Barry Siskind

Thank you Barry for taking the time to answer all of our questions. We are grateful for everything you have shared with us. At Oxford Script Awards we are wishing you a huge success with your next projects. Keep up the amazing work!

Hello Barry, can you tell us about your background and how you got started in screenwriting?

Prior to writing screenplays, I wrote nine best-selling business books, over 500 original trade articles and industry reports and a Guru series for the Centre for Exhibition Industry Research. My syndicated column appeared in over 100 publications worldwide. I retired for a few years, but writing called me back. I completed my first screenplay in three months. I was hooked.

What's your writing process like? How do you go about creating characters and developing a story?

My characters are composites of people I know, people I have read about and stuff I make up. Developing relatable characters is the best part of my job and I let my imagination run wild. I’m not gay, LBGTQ, female, black, redneck or a sociopath, but its great fun getting into the minds people who are.

Can you talk about a recent project you've worked on and the challenges you faced while writing it?

Years ago, I wrote a novel called The Hangman’s Fracture. It went nowhere. Recently I took the novel (I loved the concept), changed the perspective and a few other details and developed a screenplay called A Secret Life. I didn’t think A Secret Life was commercial. A nagging message bounced around in my head saying, “Nobody wants to read about the son of a hangman” Then it hit me – I do. So, I let go of my doubts and wrote the best story I could.

What do you think is the most important element of a great screenplay?

I am pretty new to writing screenplays, but I think the most important element starts with the author’s passion for the story.

How do you feel about the current state of the film industry and the role of screenwriters in it?

I feel the role of screenwriter is not replaceable. I haven’t seen evidence that AI has mastered the qualities of passion, humor and creativity.

How do you approach writing for different genres and audiences?

My first three plays were inspired by real life stories of courageous woman during World War 2. My Fourth play is A Secret Life.

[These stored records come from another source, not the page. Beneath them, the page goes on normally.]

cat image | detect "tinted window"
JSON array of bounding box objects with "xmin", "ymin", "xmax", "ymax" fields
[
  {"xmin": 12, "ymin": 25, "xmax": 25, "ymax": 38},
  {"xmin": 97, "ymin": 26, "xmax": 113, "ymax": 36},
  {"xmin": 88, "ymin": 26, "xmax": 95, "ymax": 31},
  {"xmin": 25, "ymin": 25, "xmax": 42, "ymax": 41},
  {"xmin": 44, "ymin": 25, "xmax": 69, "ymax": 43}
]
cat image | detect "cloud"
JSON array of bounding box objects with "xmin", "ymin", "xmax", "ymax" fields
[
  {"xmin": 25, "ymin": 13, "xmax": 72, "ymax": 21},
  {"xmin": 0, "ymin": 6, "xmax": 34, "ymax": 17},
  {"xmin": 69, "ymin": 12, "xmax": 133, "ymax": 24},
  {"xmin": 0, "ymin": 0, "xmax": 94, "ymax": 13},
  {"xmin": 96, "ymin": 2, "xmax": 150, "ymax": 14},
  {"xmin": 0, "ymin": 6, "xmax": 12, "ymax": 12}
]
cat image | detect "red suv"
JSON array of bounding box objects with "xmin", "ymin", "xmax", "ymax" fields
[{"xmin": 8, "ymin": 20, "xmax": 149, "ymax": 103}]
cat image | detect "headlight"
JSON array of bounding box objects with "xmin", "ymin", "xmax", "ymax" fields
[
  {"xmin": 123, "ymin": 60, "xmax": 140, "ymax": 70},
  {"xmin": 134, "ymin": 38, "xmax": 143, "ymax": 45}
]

I have first draft of an animated piece and developing a limited series television concept called The Jury. My tastes are eclectic. When I approach a story, I watch as many films as possible, read screenplays and learn the nuances of the genre.

How do you handle feedback and criticism?

I very quickly learned how subjective feedback is. One critic will give me glowing comments while another hates my work. Rejections are another thing. Some producers will issue a standard “Not for us,” replay, (if they bother to acknowledge my pitch at all).
Then there are producers who say no and take to time to tell me why. I love these. I read all comments (good or bad) then decide what will strengthen my screenplay.

Can you talk about any upcoming projects or collaborations you're excited about?

A Secret Life won the 2023 Boston Screenplay Award. As a result of that exposure, I was hired by a production company to develop a screenplay from a concept they had developed. It’s been great fun working with a team who knows what they want and are open to collaboration.

How do you see the role of screenwriting evolving in the future?

Storytelling is the world’s oldest profession. It’s not going away anytime soon.

What advice would you give to aspiring screenwriters?

I haven’t been doing this long enough to give meaningful advice. For me, I’m on a steep learning curve, and that is what gets me up in the morning.